The reason most people will tell you they hate fundraising is because of that big, scary thing called "Asking." Most fundraising classes teach you to mentally prepare yourself, prepare your speech, practice it a few times, what to do if the donor says no, how to prepare yourself for the dreaded rejection, how to counter-offer so that you will eventually get a yes." The emphasis is entirely on you as the Asker.
At Benevon we approach asking from a different point of view—that of the donor. Specifically, our focus is on the donor's readiness to be asked. After all, if you are interested in building a lifelong relationship with a donor, why would you rush the process or risk offending a donor by asking too soon? Using this approach, you would never ask a donor for a contribution unless you were certain that they were ready to give.

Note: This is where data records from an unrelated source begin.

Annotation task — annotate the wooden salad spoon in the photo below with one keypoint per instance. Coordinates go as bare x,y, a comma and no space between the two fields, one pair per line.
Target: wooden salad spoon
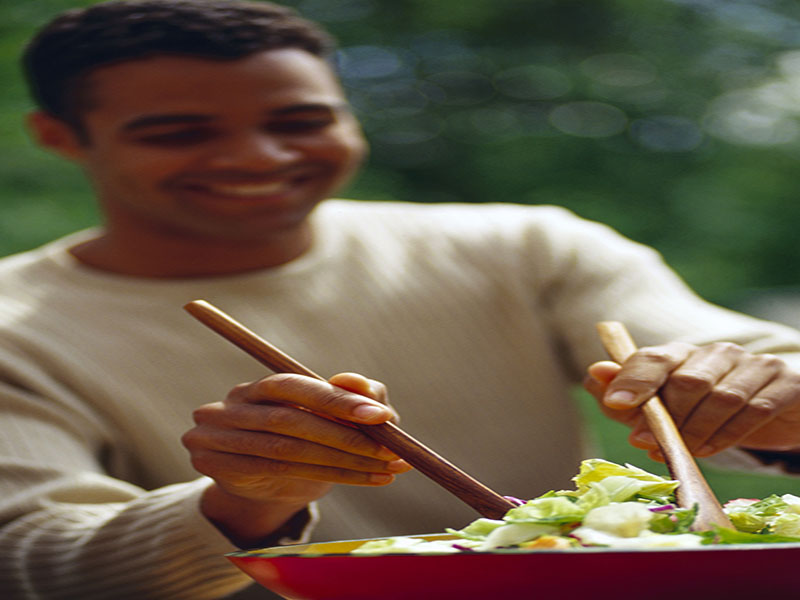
487,502
693,488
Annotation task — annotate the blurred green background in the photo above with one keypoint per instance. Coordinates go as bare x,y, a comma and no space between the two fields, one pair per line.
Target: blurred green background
674,121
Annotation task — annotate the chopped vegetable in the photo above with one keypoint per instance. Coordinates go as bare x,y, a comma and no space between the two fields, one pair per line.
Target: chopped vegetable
613,506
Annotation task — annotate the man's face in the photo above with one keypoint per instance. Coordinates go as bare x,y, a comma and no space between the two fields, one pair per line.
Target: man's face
223,149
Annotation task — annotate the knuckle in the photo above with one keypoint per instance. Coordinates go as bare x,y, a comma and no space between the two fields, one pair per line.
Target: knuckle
354,439
762,407
281,447
769,361
729,398
276,418
661,355
274,468
727,348
691,381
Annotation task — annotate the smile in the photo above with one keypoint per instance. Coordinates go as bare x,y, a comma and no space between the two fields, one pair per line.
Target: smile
248,190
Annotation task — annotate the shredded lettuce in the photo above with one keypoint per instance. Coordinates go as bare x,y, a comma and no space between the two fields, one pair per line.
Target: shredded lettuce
614,506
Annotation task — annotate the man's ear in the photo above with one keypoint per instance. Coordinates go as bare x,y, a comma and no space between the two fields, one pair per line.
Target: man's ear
56,135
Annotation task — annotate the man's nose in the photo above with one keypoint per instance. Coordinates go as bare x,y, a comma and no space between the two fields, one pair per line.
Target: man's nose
255,150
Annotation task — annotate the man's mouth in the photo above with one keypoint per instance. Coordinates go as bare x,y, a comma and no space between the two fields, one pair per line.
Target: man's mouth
247,190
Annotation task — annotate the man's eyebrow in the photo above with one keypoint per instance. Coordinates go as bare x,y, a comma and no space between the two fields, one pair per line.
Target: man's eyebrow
165,119
311,107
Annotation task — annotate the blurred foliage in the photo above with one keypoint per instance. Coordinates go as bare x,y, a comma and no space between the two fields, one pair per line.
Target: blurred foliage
672,120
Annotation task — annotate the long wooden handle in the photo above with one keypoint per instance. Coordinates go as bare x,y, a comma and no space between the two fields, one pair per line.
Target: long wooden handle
487,502
694,488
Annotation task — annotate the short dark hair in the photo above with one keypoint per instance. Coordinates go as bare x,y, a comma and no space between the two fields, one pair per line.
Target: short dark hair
61,55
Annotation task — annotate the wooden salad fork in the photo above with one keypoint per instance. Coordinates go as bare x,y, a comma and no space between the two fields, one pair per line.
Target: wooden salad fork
693,488
487,502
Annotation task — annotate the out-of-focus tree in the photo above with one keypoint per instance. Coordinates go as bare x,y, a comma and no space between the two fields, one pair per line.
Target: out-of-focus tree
675,121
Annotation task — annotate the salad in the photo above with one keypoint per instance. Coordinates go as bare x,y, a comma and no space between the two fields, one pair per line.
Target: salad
613,506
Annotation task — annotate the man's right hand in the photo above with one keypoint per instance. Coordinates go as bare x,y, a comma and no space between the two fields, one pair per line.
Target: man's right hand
270,452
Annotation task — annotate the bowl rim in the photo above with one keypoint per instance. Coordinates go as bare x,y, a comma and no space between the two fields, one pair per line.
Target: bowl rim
304,550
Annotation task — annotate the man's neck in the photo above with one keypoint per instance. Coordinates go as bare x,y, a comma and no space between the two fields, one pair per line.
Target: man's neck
171,256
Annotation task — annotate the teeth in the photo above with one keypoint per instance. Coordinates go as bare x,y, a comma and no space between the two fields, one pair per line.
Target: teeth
247,190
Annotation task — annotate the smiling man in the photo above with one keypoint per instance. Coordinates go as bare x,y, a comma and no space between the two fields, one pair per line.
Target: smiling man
215,134
213,171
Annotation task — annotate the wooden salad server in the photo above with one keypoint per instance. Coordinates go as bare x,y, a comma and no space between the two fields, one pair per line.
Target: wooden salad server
693,488
487,502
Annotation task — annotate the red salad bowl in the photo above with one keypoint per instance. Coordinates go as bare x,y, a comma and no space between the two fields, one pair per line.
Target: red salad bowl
325,571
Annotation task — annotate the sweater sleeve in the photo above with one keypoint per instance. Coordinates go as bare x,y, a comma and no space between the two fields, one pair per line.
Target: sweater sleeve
69,530
589,273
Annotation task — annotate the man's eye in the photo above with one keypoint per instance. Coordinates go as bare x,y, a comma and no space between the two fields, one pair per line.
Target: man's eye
299,125
184,137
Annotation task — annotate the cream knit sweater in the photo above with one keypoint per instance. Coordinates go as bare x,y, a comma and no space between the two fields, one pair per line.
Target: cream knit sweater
478,318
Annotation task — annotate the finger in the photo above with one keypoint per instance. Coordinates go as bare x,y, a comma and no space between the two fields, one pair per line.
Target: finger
644,373
604,371
287,420
696,377
318,396
288,449
757,414
243,471
725,399
370,388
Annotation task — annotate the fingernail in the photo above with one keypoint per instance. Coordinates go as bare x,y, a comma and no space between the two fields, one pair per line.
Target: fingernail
621,399
367,412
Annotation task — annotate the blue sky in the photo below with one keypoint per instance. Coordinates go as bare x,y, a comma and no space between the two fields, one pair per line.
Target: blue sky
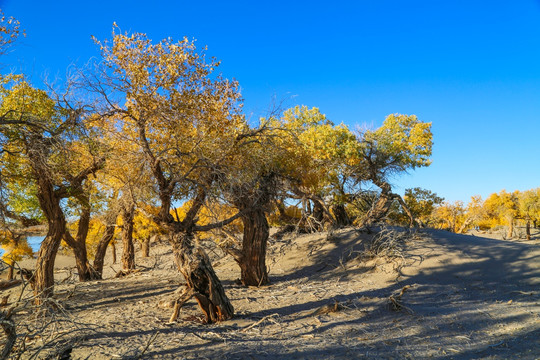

We call that "donor readiness." By this point in the cycle, the donors would have cultivated themselves through the process so much that they are beginning to wonder why no one has asked them yet to give money to the organization. In that situation, asking becomes nothing more than "nudging the inevitable."
Think about someone involved with your organization right now who you know is ready to give. How do you know that? What signals or cues are they giving you?
Here are our top ten signs of donor readiness:
1. They ask a lot of questions.
2. They return your phone calls.
3. They bring their friends to your tours of your organization, so they can learn more about your mission.
4. They give you advice.
5. They come to other events and occasions in the life of the organization.
6. They start talking about themselves and your organization as "we."
7. They ask more questions about your fundraising.
8. They ask how else they can help.
9. They “hang around.”
10. They offer to give you money.
In other words, donors let you know in many ways that they are ready to give. They give off cues—cues which you naturally will recognize, if you trust your intuition.